I get up at 6:50 a.m. Kyung-Mee left around
6 to go swimming. She has been taking swimming classes
at Sajik Stadium for the past month or so. Usually we
have a western breakfast together: pancakes, French toast,
or eggs and toast. Because I am alone, I do not feel
like cooking so I have some cold cereal with bananas, honey
and home-made yogurt. The cereal was made by the Kellog's
Company, but I've never seen it in the States. It looks like
dark brown corn flakes but is made of a traditional Korean
grain called "hyun mee". I listen to the VOA on my short
wave radio while I eat. The main news stories are the
Iraq crisis, the Nagano Winter Olympics and the healthy U.S.
economy (despite the problems in Asia). Gradually, the
signal is overcome by a stronger one which is sending out
traditional (Asian) Indian rhythms. I cannot hear either
broadcast very well so I shut it off. I brush my teeth
and shave with my Braun razor (switched to 220 volts).
I do some stretching exercises; I can now palm the floor while
standing up with feet together and knees straight. Flexibility
is especially welcome in Korea where folks spend so much time
sitting on the floor.
When I get ready to go out I decide to leave
the bed on the floor. Our one-room apartment is quite
small, maybe ten feet by twelve feet (plus an attic and a
tiny kitchen).
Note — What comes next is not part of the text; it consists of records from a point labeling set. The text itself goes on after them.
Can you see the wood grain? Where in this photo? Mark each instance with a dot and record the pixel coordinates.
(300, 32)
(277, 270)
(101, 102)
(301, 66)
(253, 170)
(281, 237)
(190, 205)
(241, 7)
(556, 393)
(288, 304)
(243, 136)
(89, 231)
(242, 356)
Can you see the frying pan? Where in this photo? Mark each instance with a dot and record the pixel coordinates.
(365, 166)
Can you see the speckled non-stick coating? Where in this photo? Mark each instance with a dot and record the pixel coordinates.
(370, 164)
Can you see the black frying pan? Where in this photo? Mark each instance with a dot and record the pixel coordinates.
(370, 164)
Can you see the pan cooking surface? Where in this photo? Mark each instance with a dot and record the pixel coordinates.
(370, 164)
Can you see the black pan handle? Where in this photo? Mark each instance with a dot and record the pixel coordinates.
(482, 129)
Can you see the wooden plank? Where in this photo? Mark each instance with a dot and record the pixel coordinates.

We could have gotten something bigger,
but the good deals in Korean rentals require a big security
deposit and no monthly rent. We opted for the security
deposit but could not afford the luxury suite. Anyway,
we like the neighborhood. Consequently we don't have
enough space for a western style bed. We use a traditional
Korean bed called an "ee-bool". An ee-bool is a thick
soft mat that's placed on the floor and usually picked up
and put in the closet every morning. It took me about
a week to get used to sleeping on it, but now I consider it
very comfortable. I think ee-bools are dying out.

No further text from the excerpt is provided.